ECLI:NL:RBSGR:2005:AU5913
Rechtbank 's-Gravenhage
- Eerste aanleg - enkelvoudig
- Rechtspraak.nl
Opheffing van de maatregel van bewaring van een vreemdeling na annulering van vlucht door brand
In deze zaak heeft de Rechtbank 's-Gravenhage op 8 november 2005 uitspraak gedaan in een beroep tegen de maatregel van bewaring van een vreemdeling, eiser, die op grond van artikel 59, lid 2, van de Vreemdelingenwet 2000 (Vw) in bewaring was gesteld. Eiser, van Sierra Leoonse nationaliteit, was in bewaring gesteld met het oog op zijn uitzetting. Op de eerste dag van de inbewaringstelling had verweerder, de Minister voor Vreemdelingenzaken en Integratie, een vlucht aangevraagd, maar deze werd geannuleerd vanwege een brand in het Uitzetcentrum Schiphol. De rechtbank oordeelde dat de voortduring van de bewaring in deze bijzondere omstandigheden niet gerechtvaardigd was, vooral omdat eiser tot de zitting geen noodzakelijke medische zorg had ontvangen en er onduidelijkheid bestond over de mogelijkheid van een nieuwe vlucht.

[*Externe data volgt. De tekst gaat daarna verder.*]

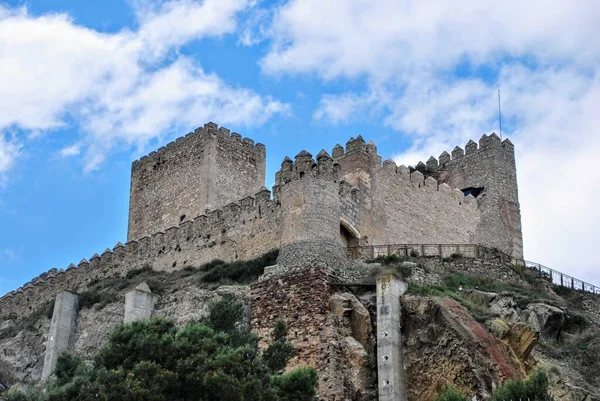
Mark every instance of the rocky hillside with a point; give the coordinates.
(473, 325)
(469, 324)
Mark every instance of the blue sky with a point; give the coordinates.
(87, 87)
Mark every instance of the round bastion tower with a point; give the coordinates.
(311, 210)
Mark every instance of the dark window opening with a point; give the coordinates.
(347, 238)
(475, 191)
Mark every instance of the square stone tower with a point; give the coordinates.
(206, 169)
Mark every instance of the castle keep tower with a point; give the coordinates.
(489, 173)
(206, 169)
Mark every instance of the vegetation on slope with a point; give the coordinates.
(534, 388)
(101, 292)
(214, 359)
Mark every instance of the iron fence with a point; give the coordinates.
(471, 251)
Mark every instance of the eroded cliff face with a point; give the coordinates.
(444, 345)
(471, 338)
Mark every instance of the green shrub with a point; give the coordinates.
(387, 259)
(534, 388)
(136, 272)
(242, 272)
(575, 322)
(45, 310)
(449, 393)
(563, 291)
(214, 359)
(298, 385)
(280, 351)
(96, 297)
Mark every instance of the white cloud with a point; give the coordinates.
(10, 149)
(381, 38)
(121, 88)
(432, 69)
(73, 150)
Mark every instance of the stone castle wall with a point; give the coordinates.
(400, 207)
(490, 166)
(310, 196)
(204, 170)
(242, 230)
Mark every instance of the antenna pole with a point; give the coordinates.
(499, 114)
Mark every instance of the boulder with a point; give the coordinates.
(346, 305)
(506, 307)
(545, 319)
(6, 326)
(444, 345)
(358, 365)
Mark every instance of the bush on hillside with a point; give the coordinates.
(534, 388)
(214, 359)
(241, 272)
(449, 393)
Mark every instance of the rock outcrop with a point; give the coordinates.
(446, 346)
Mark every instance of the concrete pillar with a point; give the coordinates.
(62, 329)
(139, 303)
(390, 359)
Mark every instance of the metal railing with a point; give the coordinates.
(471, 251)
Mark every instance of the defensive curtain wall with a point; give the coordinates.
(318, 207)
(397, 205)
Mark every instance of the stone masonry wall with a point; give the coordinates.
(399, 207)
(242, 230)
(206, 169)
(302, 299)
(491, 166)
(311, 205)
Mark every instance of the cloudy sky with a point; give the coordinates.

De rechtbank overwoog dat het belang van eiser bij opheffing van de bewaring groter was dan het belang van verweerder bij voortduring van de maatregel. De rechtbank verklaarde het beroep gegrond en beval de opheffing van de maatregel van bewaring per datum van uitspraak. Tevens werd het verzoek om schadevergoeding afgewezen, maar verweerder werd wel veroordeeld in de proceskosten van eiser, vastgesteld op € 644. De uitspraak benadrukt de noodzaak van een zorgvuldige belangenafweging in vreemdelingenzaken, vooral in situaties waarin de gezondheid van de betrokken vreemdeling in het geding is.
De rechtbank heeft de uitspraak gedaan in het openbaar en de griffier, mr. C.G.J.M. Moison, was aanwezig. De uitspraak is van belang voor de rechtspraktijk, omdat het de voorwaarden voor inbewaringstelling en de rechten van vreemdelingen onder de Vreemdelingenwet 2000 verduidelijkt.